Quando um raio cósmico atravessa o corpo humano, pode atingir um átomo, arrancar-lhe elétrons e colidir com o seu núcleo, ejetando protões e neutrões e deixando para trás outro elemento ou isótopo. Isso pode causar danos extremamente localizados, o que significa que células individuais ou partes de células são destruídas, enquanto o resto do corpo pode permanecer inalterado. Às vezes, os raios passam diretamente através do corpo sem tocar em nada. Mas se atingirem o ADN, isso pode causar mutações, aumentando o risco de cancro.
Mesmo quando as células sobrevivem, a radiação pode causar reações inflamatórias. Isso significa que o sistema imunológico reage de forma exagerada, liberando substâncias químicas que podem danificar tecidos saudáveis e prejudicar o funcionamento dos órgãos.
Nas primeiras semanas de gravidez, as células embrionárias dividem-se, movem-se e formam rapidamente tecidos e estruturas iniciais. Para continuar o seu desenvolvimento, o embrião deve permanecer viável durante todo este processo delicado. O primeiro mês após a fertilização é o momento mais vulnerável.
Uma única exposição a raios cósmicos de alta energia nesta fase pode ser fatal para o embrião. No entanto, o embrião é muito pequeno e os raios cósmicos, embora perigosos, são relativamente raros. Portanto, é improvável que haja um impacto direto. Se isso acontecer, provavelmente resultará em um aborto espontâneo imperceptível.
Riscos da gravidez
À medida que a gravidez avança, os riscos mudam. Como a circulação placentária — o sistema de fluxo sanguíneo que liga a mãe e o feto — está totalmente formada no final do primeiro trimestre, o feto e o útero crescem rapidamente.

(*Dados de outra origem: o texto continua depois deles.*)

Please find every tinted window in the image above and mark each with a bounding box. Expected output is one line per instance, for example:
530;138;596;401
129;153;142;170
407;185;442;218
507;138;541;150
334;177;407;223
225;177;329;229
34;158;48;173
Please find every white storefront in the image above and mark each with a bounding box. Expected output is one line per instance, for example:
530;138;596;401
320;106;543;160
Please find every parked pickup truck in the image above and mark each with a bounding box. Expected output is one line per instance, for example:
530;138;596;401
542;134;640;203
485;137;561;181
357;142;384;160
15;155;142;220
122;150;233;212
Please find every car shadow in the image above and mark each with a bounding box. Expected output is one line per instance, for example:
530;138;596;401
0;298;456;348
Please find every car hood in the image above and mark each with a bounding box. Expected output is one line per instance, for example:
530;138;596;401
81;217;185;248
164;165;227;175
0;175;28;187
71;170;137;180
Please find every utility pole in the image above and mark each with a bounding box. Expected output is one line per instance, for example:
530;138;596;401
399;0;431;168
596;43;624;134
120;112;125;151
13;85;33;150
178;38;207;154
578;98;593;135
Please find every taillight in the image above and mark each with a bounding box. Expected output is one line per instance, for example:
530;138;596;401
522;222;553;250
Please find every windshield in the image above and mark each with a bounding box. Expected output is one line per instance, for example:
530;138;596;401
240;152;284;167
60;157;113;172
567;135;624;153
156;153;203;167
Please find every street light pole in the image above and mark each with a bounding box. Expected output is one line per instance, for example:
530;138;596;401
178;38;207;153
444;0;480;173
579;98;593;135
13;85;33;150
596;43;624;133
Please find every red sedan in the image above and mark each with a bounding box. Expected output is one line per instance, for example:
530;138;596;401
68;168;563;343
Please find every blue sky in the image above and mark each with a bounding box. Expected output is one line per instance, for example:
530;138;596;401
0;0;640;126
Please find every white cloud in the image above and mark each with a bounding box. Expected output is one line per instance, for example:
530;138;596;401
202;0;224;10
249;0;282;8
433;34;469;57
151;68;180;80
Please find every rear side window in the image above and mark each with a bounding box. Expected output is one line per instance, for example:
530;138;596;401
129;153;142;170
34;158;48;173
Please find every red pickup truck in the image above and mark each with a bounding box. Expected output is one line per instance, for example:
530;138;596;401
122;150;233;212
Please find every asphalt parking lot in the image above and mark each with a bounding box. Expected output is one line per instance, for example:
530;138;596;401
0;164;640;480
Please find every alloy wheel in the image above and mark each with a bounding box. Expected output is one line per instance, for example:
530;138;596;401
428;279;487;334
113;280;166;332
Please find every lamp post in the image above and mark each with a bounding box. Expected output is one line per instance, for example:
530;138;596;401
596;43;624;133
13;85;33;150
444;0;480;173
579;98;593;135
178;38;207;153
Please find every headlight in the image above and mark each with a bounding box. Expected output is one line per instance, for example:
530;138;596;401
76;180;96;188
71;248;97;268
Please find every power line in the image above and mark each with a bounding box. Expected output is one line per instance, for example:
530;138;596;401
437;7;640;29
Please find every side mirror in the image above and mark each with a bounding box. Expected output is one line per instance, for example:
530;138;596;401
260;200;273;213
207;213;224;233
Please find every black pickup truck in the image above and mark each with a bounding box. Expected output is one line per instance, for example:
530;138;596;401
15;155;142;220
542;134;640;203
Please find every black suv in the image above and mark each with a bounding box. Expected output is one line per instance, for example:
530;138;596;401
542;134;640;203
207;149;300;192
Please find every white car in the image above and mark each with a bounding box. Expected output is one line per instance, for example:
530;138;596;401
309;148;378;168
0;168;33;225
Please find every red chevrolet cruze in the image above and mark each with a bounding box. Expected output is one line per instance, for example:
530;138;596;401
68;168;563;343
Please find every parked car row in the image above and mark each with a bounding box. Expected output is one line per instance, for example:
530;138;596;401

Este crescimento representa um alvo maior. O raio espacial agora tem mais probabilidades de atingir os músculos do útero, o que pode provocar contrações e, potencialmente, levar a um parto prematuro. E embora os cuidados neonatais intensivos tenham melhorado significativamente, quanto mais cedo o bebé nasce, maior é o risco de complicações, especialmente no espaço.
Na Terra, a gravidez e o parto já envolvem riscos. No espaço, esses riscos aumentam, mas não são insuperáveis.

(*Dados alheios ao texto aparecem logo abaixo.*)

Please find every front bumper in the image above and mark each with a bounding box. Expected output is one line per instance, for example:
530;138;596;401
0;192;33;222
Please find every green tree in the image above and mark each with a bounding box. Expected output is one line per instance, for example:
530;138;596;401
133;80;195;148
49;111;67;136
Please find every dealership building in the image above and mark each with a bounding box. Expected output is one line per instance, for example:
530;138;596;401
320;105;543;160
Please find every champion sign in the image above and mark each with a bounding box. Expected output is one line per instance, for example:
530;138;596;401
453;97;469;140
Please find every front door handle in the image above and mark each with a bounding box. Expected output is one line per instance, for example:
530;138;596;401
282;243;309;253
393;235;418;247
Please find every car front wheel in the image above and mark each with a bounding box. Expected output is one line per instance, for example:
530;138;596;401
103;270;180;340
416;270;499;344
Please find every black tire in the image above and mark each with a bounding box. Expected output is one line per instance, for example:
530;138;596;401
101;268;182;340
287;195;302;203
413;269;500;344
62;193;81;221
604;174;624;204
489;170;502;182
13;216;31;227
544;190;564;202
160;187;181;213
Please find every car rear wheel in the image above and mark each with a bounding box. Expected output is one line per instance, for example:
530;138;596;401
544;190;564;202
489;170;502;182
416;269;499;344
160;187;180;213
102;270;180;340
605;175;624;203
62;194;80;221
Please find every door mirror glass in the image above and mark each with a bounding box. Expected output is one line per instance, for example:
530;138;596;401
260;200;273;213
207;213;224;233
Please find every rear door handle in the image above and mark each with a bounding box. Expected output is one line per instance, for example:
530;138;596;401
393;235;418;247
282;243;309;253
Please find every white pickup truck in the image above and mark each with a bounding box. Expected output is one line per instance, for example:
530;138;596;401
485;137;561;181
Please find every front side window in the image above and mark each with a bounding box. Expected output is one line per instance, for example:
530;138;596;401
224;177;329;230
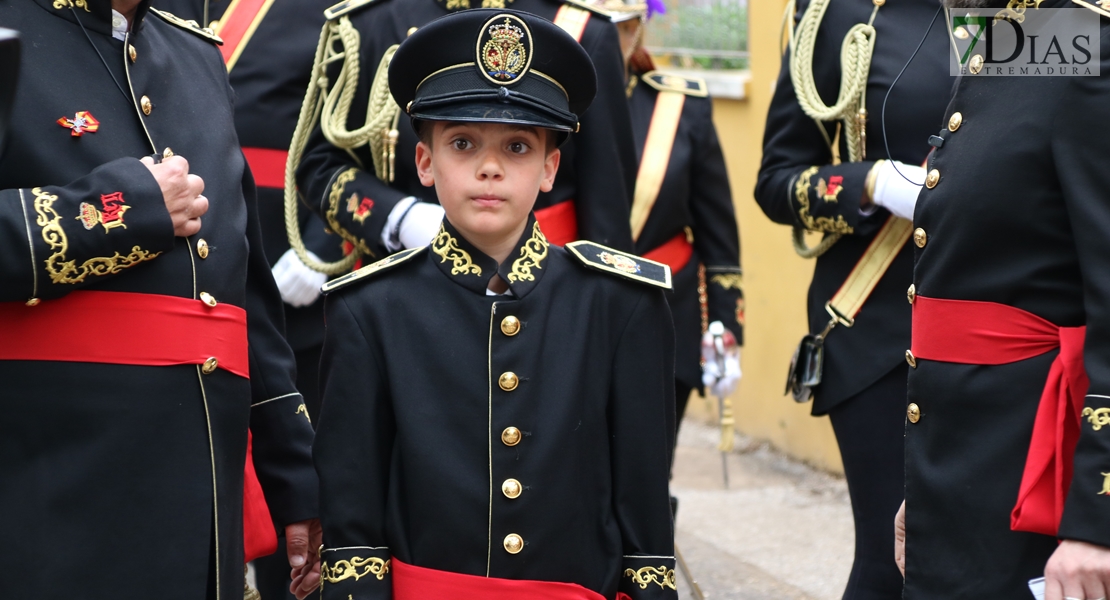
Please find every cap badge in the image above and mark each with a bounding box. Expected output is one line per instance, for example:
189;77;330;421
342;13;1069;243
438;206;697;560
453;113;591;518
477;14;532;85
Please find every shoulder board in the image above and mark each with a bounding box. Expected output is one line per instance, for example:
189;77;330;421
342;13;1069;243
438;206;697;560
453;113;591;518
1071;0;1110;17
324;0;385;21
150;8;223;45
563;240;670;289
321;246;427;294
640;71;709;98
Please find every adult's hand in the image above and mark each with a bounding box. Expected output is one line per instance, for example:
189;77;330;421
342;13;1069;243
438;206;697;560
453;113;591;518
141;156;208;237
1045;540;1110;600
285;519;324;600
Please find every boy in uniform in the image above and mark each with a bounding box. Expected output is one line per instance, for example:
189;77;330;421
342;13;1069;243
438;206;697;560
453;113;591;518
314;9;677;600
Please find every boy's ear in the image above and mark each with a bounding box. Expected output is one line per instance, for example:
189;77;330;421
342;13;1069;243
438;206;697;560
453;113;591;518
416;142;435;187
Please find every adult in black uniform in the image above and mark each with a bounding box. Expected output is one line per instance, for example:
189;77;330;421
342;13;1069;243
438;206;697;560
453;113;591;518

Mas o desenvolvimento não pára após o nascimento. Uma criança nascida no espaço continuará a crescer em microgravidade, o que pode afetar os reflexos posturais e a coordenação. São esses instintos que ajudam a criança a aprender a levantar a cabeça, sentar, engatinhar e, finalmente, andar: todos esses movimentos dependem da gravidade. Sem essa sensação de cima e baixo, essas habilidades podem se desenvolver de maneira completamente diferente.
E o risco de radiação não desaparece. O cérebro da criança continua a crescer após o nascimento, e a exposição prolongada à radiação espacial pode causar danos irreversíveis, afetando potencialmente as funções cognitivas, a memória, o comportamento e a saúde a longo prazo.
Teoricamente, sim. Mas até que possamos proteger os embriões da radiação, prevenir partos prematuros e garantir que os bebés possam crescer em segurança em condições de microgravidade, a gravidez no espaço continua a ser uma experiência de alto risco, para a qual ainda não estamos preparados.